Every now and then, the characters in Vienna’s songs are 100% non-fictional, and she makes no attempt to hide this fact. The early songs “Daughter” and “Say Uncle” are perhaps her most obvious examples, but this time around she dedicates an entire song to a rambling lecture from her grandmother. And this ain’t your grandmother’s sensitive piano ballad. In another surprising move that can only be described as genius, Vienna goes the acapella-spiritual-meets-hillbilly route for this one, singing along to nothing but the handclaps and occasional hoots, hollers, and melodic interjections of the day players gathered in the studio. A lively fiddle punctuates the proceedings from time to time, but the bulk of the song is produced by the human body, and what an exhilirating and humorous song it is! It’s also an understanding song – for every cultural mandate and dig at her chosen lifestyle that Vienna recounts, there’s also a nugget of wisdom, which shows that Vienna can tell granny means well.

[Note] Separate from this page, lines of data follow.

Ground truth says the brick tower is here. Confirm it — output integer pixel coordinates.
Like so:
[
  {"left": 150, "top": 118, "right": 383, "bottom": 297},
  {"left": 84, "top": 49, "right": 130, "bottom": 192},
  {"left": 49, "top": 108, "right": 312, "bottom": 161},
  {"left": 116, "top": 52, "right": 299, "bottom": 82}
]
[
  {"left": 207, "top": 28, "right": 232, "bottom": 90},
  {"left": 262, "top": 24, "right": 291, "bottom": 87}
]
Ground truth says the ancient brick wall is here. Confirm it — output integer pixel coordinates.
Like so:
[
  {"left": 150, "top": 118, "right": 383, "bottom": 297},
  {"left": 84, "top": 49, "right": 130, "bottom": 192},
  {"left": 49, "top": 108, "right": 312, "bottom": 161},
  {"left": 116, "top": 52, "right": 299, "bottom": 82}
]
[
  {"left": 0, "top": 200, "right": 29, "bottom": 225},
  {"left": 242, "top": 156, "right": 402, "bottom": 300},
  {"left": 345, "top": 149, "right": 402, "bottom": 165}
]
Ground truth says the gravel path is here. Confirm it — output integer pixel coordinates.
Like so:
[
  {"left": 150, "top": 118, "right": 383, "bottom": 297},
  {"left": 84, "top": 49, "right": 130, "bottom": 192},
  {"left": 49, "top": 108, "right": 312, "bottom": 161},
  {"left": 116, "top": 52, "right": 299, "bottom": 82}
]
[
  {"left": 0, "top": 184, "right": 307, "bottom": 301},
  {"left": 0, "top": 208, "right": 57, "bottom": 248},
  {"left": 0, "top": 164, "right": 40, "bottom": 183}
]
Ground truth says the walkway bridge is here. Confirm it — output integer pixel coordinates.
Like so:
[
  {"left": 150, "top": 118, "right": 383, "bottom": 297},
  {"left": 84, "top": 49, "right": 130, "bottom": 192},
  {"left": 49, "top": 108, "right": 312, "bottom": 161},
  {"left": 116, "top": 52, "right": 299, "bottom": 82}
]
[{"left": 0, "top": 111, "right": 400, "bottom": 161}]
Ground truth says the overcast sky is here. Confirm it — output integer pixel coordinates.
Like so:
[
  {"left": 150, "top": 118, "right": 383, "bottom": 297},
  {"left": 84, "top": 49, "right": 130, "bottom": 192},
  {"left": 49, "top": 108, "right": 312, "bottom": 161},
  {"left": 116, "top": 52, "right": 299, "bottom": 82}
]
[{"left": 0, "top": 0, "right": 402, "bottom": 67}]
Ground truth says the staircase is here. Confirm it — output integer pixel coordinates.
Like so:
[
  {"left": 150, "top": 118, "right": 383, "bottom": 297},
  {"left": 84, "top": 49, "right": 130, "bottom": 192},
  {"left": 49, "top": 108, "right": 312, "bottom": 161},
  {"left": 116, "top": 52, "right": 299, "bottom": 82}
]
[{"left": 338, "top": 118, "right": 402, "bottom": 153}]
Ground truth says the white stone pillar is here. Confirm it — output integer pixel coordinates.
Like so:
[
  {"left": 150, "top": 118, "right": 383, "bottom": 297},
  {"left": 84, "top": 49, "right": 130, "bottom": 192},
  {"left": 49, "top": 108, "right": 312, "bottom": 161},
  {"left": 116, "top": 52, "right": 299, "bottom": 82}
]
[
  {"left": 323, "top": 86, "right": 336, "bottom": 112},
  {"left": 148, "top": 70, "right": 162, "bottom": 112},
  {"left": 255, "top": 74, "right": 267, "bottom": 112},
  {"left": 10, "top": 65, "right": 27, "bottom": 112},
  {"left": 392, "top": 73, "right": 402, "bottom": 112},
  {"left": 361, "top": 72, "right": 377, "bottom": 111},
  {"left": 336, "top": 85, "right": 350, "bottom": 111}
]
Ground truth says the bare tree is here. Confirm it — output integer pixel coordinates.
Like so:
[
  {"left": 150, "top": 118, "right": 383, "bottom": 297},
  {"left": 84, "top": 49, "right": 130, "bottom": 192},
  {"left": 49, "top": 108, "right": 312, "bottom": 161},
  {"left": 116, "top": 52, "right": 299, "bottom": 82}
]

You’ve probably gotten a similar lecture from your parents or grandparents if you are the descendant of recent immigrants who had to suffer through more than you or I could ever conceive just to land on American soil. Writing a song that gripes about or makes fun of old fuddy-duddy relatives bossing you around would be simply amusing, but it takes insight to write a song that actually demonstrates love and understanding for this person while in the process of having a few chuckles at her expense.
7. Stray Italian Greyhound
This sudden burst of sunlight, and me with my umbrella
Cross-indexing every weatherman’s report
I was ready for the downslide, but not for spring to well up
This feeling calls for everything I can’t afford…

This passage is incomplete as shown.